Influence of Pulp, Sugar and Maltodextrin Addiction in the Formulation of Kiwi Jellies With Lemon Grass Tea
Bibliographic record
Abstract
The jellies constitute an important alternative for the processing of fruits, adding greater economic and nutritional value. The objective of this study was to evaluate the effects of different concentrations of pulp, sugar and maltodextrin on the physical-chemical and textural characteristics of kiwifruit jelly with lemon grass tea. Factorial design 23 was used with 3 replicates at the central point, resulting in 11 experiments with variation of sugar percentages (30, 40 and 50%), pulp (50, 60 and 70%) and maltodextrin (5, 10 and 15%).
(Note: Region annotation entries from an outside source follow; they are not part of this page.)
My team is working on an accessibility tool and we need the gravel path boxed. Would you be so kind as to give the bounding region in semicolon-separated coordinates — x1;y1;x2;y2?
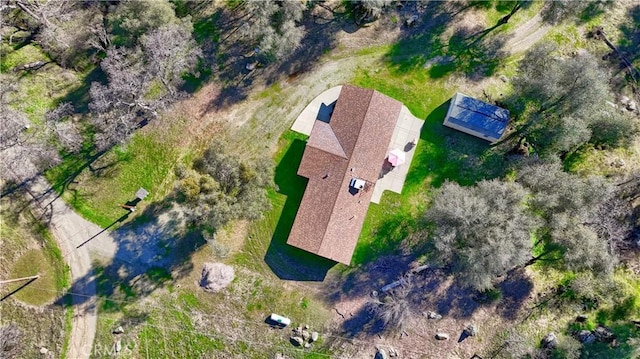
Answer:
505;14;551;54
29;177;103;359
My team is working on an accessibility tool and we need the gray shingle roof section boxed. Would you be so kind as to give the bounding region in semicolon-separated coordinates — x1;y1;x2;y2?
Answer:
445;92;509;141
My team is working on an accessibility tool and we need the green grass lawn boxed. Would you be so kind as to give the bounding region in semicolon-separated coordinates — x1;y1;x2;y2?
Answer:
0;196;72;358
47;132;179;227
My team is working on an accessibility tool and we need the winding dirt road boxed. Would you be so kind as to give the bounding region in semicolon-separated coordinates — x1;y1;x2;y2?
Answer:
17;8;549;359
29;177;100;359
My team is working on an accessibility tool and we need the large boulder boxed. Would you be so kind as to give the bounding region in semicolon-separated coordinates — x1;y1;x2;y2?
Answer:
463;324;478;337
542;332;558;349
576;330;596;344
200;263;235;292
309;332;320;343
373;348;388;359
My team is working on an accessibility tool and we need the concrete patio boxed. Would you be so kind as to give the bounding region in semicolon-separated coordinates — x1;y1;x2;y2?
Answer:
291;86;342;136
291;86;423;203
371;106;423;203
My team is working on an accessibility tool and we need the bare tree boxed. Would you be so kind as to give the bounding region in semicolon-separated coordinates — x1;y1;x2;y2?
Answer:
108;0;179;47
141;20;202;96
45;102;83;153
0;103;30;151
0;323;22;359
239;0;306;59
89;20;201;150
351;0;391;25
375;281;413;332
9;0;104;67
505;42;637;155
178;143;273;232
518;162;616;274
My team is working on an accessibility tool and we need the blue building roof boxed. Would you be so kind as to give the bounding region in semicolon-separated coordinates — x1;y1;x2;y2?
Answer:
445;92;509;140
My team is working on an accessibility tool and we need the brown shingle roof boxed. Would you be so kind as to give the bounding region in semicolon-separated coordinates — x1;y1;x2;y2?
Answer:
287;85;402;265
Water content, moisture content, total soluble solids (TSS), total titratable acidity (TTA), ashes, pH, reducing sugars, non-sugars were evaluated for the following physico-chemical parameters: reducers, total sugars, lipids and vitamin C. Regarding the texture profile, the following parameters were evaluated: hardness, cohesiveness, chewing, gummy and adhesiveness. It was found that among the analyzed variables, the ones that were considered as significant and/or predictive according to ANOVA and the F test were: (moisture, total solids, carbohydrates and vitamin C), through the graphs of the surfaces of responses observed that the percentage of pulp and maltodextrin used was proportional to the increase in moisture content, vitamin C, total solids and carbohydrates. The G2 experiment presented the lowest values of moisture and water activity, and higher carbohydrate contents, total solids and cohesiveness, in which it was formulated with the sugar concentration (-1) and pulp and maltodextrin (+1). The development of kiwi jelly with lemon grass tea is an excellent alternative for the use of the raw material, since it is a product with high nutritional value, stability during storage and potential for consumer acceptance.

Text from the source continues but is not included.